WITH ONE Championship resuming its scheduled event later this month in Thailand, former flyweight world champion Geje Eustaquio wants vengeance against Yuya Wakmatsu.
Eustaquio’s reasoning is simple.
“He is the only guy who knocked me out and I think I can also knock him out,” he states.
Wakamatsu, currently the number 4-ranked contender in the flyweight division, went toe-to-toe with Eustaquio at ONE: Dawn of Heroes in August in 2019 and knocked him with a crushing right cross just under two minutes into the match.
It was the first time the Baguio City-native had ever been knocked out in his nine-year professional mixed martial arts career.
Eustaquio certainly respects the Japanese star but he is also confident he can live up to his reputation and even the score if given the opportunity.

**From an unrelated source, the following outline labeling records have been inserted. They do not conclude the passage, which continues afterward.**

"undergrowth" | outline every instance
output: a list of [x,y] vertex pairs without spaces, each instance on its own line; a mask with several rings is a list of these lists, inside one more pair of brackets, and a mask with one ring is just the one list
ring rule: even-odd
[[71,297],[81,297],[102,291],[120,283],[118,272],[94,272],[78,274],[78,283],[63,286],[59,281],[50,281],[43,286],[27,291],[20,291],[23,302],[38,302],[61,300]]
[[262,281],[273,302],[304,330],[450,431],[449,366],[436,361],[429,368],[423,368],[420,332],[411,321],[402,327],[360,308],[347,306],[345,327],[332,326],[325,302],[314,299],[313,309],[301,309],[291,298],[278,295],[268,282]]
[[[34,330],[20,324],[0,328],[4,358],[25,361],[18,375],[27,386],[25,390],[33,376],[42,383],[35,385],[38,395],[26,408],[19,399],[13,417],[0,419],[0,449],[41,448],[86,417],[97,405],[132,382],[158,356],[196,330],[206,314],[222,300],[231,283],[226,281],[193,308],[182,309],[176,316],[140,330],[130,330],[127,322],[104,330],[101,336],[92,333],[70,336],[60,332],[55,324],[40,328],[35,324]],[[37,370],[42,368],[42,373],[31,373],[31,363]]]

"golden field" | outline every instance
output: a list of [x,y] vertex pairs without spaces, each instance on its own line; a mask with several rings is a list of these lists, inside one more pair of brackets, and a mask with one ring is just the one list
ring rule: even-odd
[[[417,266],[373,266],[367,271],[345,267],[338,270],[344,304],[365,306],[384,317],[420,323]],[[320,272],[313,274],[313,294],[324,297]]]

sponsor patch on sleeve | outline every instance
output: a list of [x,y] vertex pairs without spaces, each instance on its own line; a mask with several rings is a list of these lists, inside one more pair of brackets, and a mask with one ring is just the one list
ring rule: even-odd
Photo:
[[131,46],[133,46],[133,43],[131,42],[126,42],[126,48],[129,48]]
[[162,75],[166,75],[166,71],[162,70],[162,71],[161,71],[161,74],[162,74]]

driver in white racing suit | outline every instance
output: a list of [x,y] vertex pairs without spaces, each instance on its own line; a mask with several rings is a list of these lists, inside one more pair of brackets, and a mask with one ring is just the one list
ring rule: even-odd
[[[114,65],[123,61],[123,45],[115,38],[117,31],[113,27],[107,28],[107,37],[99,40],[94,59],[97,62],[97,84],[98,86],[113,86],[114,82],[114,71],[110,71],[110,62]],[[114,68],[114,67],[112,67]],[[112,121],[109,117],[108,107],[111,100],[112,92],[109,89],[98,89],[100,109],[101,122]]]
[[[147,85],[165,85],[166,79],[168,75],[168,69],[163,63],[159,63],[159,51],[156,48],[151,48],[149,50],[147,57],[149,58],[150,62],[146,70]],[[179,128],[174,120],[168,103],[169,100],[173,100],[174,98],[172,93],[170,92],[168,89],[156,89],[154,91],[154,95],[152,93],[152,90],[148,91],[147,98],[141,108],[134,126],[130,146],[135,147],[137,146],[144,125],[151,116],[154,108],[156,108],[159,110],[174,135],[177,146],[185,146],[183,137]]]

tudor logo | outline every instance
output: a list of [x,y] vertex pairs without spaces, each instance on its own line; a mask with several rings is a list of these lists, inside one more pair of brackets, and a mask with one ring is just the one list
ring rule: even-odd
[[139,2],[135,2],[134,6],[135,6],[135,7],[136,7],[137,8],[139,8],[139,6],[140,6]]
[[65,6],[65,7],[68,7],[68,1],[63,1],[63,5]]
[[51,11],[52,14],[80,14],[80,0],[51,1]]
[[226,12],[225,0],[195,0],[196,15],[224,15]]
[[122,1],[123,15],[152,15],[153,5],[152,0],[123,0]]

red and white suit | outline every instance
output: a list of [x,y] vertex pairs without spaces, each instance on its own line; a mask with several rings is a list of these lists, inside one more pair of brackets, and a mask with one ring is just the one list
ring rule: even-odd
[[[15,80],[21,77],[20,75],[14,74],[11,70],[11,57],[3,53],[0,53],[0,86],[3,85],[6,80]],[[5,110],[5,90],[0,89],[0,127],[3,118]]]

“The fighting style of Yuya is like wait for the knockout, wait for the knockout. It’s that kind of stuff,” he says. “Maybe if we’re going to compete again, I will push him. I will give the pace and we’ll see who can get the knockout.”
Ultimately, a second match-up between Geje and Wakamatsu is a decision for ONE’s matchmakers, and Eustaquio is perfectly fine with whoever they choose as his next opponent.
But if given the chance to dance with Wakamatsu again, “The Rematch King” is prepared to live up to his moniker.
The Team Lakay flyweight solidified his moniker “The Rematch King” winning sequels against the likes of reigning ONE Flyweight World Champion Adriano Moraes, Kairat Akhmetov and Anatpong Bunrad.
In November last year, Eustaquio ended 2019 by avenging a prior loss in highlight-reel fashion.
In ONE: Masters of Fate, the Filipino squared off against old foe Toni Tauru, who had defeated him via rear-naked choke nearly three years earlier.
But that night in Manila, the former flyweight king displayed his vast improvement in the Circle.
The Team Lakay veteran hung tough with the Finnish grappler on the ground, outstruck him as the match wore on, and ultimately landed a spinning back kick to the liver that earned him a third-round knockout victory.
For Eustaquio, it was an emotional moment.
“I was overwhelmed because my 2019 was up and down, [so I felt] very good that I closed 2019 with a knockout,” the Baguio City native recalls.
“I can still remember my jiu-jitsu was not very good [when I first fought Tauru]. But as time went on, as we always say in the gym, ‘We improve every day, as much as possible.’ There was a lot of development every day I was training, so I’m very happy I had gotten my revenge.”